Jean-Luc Marini : Sais-tu comment se positionne Pôle Emploi par rapport au marché de l’iA ?
Marc Decombas : Quand une personne va voir Pôle emploi et leur dit : « Je veux être responsable des IA et de l’éthique », bien souvent, la personne en face du demandeur d’emploi ou de formation, ne sait pas quoi répondre… Il y a également un besoin de formations pour le personnel de Pôle emploi.
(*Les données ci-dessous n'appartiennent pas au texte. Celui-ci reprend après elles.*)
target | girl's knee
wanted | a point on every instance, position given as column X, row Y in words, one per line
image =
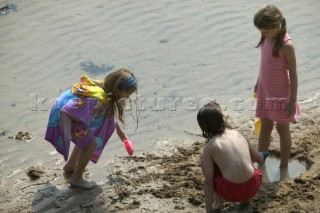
column 93, row 146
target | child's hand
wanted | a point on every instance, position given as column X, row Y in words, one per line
column 129, row 146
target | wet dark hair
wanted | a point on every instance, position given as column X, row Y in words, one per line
column 270, row 17
column 211, row 120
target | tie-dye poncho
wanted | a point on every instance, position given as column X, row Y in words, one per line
column 80, row 115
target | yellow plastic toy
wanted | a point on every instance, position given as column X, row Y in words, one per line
column 258, row 121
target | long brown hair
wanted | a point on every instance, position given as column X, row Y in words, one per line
column 211, row 120
column 270, row 17
column 112, row 86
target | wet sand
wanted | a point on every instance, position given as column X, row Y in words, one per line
column 169, row 179
column 183, row 54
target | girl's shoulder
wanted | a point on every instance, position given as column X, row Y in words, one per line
column 286, row 38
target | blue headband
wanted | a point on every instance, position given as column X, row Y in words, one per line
column 126, row 84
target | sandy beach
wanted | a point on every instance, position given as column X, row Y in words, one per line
column 184, row 54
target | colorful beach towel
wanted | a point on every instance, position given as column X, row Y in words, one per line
column 80, row 115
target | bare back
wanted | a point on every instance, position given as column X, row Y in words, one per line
column 230, row 151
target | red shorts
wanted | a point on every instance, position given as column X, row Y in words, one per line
column 236, row 192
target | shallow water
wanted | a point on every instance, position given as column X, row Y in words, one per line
column 271, row 171
column 181, row 53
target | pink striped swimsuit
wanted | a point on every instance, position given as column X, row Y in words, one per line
column 274, row 86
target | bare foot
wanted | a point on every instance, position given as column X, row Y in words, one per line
column 243, row 204
column 68, row 168
column 82, row 183
column 217, row 206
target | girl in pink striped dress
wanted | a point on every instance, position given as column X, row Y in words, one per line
column 277, row 83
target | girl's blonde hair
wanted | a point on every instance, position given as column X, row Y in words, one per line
column 121, row 80
column 270, row 17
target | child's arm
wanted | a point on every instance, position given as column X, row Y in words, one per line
column 291, row 60
column 255, row 90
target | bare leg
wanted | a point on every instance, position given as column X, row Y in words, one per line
column 255, row 155
column 217, row 201
column 285, row 143
column 83, row 160
column 265, row 134
column 72, row 162
column 284, row 174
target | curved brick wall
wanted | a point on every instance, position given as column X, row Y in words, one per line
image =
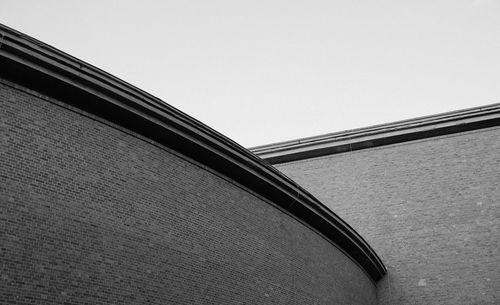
column 94, row 214
column 430, row 208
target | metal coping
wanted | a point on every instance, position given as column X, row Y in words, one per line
column 38, row 66
column 380, row 135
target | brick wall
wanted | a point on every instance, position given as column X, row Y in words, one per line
column 429, row 208
column 93, row 214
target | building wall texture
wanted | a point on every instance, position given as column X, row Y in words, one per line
column 95, row 214
column 430, row 208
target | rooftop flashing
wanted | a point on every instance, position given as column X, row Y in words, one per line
column 379, row 135
column 31, row 63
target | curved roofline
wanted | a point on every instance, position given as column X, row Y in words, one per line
column 29, row 62
column 380, row 135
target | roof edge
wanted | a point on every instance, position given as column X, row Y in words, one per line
column 379, row 135
column 31, row 63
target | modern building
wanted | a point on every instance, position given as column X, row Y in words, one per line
column 425, row 193
column 110, row 196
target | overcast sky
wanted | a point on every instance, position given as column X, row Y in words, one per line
column 267, row 71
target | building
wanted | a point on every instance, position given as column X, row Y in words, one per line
column 425, row 193
column 110, row 196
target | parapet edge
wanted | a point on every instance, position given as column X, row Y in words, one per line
column 34, row 64
column 380, row 135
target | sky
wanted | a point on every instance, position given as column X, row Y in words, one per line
column 262, row 72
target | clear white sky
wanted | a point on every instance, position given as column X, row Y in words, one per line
column 268, row 71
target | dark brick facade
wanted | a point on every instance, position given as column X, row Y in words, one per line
column 95, row 214
column 430, row 208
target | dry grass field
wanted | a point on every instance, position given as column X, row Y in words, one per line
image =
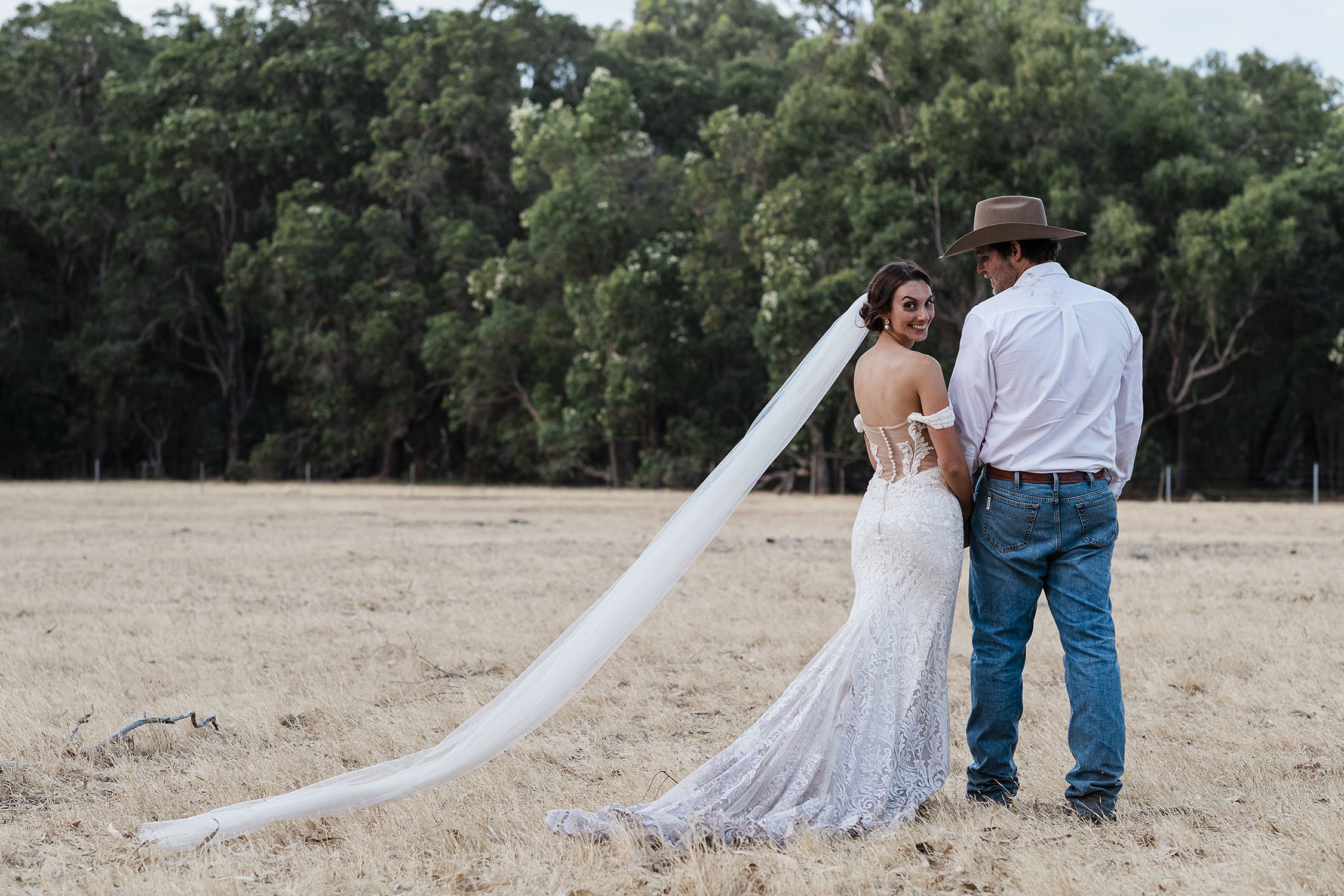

L’Intelligence Artificielle, c’est un sujet tellement large, qu’ils ont besoin d’un argumentaire sérieux et construit pour savoir pourquoi Madame DURAND, qui a un bac+5, 15 ans d’expérience dans le marketing dans l’aéronautique, souhaite une formation en iA. Puisque, grosso modo, elle n’a pas un bac-8 et n’est pas « dans la difficulté professionnelle ». Il faut sensibiliser Pôle emploi à ce genre de nouvelle problématique, « malgré mes compétences, il faut que je fasse pivoter ma carrière. »
C’est juste une évolution des métiers et rien de plus. Une ancienne secrétaire peut, par exemple, devenir responsable des annotations de son entreprise et ranger la data ! N’oublions pas que 85% des emplois de 2030 n’existent pas encore d’après l’étude publiée par Dell et l’Institut pour le futur.